It’s no surprise that the folks behind Article 24 are aiming to make their mark on the Brighton culinary scene when they open in April. But they’re also looking to contribute to the cultural scene. Works by local artists such as Markus Sebastiano hang on the walls inside the two-floor restaurant; an alcove of the upstairs dining area doubles as a spot for local bands to set up for late-night shows. And in another corner sits a DJ booth, which will rock from 10 pm till 2 am on Friday and Saturday nights when there’s no live music. Saturday brunch will have a different theme each week, with the focus ranging from EDM to reggae to ’90s hip-hop to a gay brunch with drag queens.

“We want to be a fun, energetic spot that is collaborating with the community in the arts, not just with the visual art but with the music,” says general manager Britney Achin.

The main focus, however, remains on the food, and customers can expect an eclectic menu similar to those of the Neighborhood Restaurant Group’s other eateries: Southie’s Local 149, Newton’s Biltmore Bar & Grille and Reading’s Biltmore and Main. Mark Allen (Le Soir, Towne) helms the kitchen, which will turn out a mix of entrees, shareable plates and bar bites. The mac-n-cheese fritters and hog wings (aka pork shanks) that are popular at the group’s other restaurants are on the menu alongside more than 40 other dishes, from toast to tacos and ramen to Asian-glazed salmon with housemade crab Rangoon.

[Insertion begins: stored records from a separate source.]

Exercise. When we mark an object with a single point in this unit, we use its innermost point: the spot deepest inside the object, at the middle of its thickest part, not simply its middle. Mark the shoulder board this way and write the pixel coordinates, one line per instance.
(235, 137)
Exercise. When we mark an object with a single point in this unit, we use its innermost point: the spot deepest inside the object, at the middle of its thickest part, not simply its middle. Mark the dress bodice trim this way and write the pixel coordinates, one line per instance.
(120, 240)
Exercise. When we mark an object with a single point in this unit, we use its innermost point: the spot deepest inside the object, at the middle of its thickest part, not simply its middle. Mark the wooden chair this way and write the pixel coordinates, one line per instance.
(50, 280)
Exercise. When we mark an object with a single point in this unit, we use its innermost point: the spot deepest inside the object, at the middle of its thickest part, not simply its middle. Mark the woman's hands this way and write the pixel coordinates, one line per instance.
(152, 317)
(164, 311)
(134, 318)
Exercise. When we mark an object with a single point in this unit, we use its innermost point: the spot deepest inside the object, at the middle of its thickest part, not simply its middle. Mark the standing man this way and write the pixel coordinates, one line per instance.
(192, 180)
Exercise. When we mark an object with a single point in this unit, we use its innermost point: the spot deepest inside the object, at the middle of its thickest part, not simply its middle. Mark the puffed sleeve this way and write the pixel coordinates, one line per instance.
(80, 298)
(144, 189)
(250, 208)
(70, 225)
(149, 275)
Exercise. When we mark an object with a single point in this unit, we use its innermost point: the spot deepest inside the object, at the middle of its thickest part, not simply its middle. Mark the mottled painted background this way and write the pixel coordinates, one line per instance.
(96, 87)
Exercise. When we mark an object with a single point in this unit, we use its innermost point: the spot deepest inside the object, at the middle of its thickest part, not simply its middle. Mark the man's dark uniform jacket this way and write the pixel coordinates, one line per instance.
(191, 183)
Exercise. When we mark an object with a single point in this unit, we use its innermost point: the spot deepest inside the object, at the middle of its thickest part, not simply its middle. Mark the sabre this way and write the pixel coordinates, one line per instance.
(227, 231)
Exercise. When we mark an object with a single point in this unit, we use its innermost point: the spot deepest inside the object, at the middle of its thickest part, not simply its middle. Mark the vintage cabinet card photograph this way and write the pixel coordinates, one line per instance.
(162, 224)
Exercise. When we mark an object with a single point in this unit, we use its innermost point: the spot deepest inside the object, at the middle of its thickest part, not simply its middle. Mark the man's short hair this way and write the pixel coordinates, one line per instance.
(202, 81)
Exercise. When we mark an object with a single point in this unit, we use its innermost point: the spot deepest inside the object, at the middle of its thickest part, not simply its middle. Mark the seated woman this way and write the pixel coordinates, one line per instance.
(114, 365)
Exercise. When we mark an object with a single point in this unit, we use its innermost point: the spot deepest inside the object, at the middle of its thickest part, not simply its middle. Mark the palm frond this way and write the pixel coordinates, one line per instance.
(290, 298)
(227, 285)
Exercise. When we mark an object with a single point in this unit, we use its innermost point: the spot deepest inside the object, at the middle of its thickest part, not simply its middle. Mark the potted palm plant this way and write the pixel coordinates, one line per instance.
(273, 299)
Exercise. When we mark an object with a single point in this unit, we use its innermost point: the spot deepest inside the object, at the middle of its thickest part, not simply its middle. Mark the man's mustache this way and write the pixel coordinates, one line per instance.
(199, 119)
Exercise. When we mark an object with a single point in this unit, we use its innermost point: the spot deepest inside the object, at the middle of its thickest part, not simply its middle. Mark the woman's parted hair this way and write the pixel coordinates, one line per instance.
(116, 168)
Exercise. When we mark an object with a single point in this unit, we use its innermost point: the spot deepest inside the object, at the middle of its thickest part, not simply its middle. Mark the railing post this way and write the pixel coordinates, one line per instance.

“The idea is to have something for everyone. It’s an area that’s growing so fast, and there’s so many different types of people in that sort of crossroads of Brighton,” Achin says. “There’s a pretty hearty vegan and vegetarian selection as well because we want to make sure we’re appealing to that part of the community.”

Bar manager Gary Janes is planning to have a variety of craft cocktails with a focus on fun: Think wine slushies and adult milkshakes. That vibe should fit in well with the decor at Article 24, which Achin describes as “vintage garage with a rockabilly sensibility.” The upstairs island bar seats 20, while the dining area is expected to seat 90. The downstairs bar area will have a capacity of 35 and can cater to private events as well as offer a counterbalance to the upstairs atmosphere.

“Downstairs is going to be a little moodier,” Achin says. “There’s a fireplace; there’s going to be plush leather, wingtip chairs. It’s going to be a completely different mood from the frenetic energy of the upstairs.”

Article 24 458 Western Ave., Boston.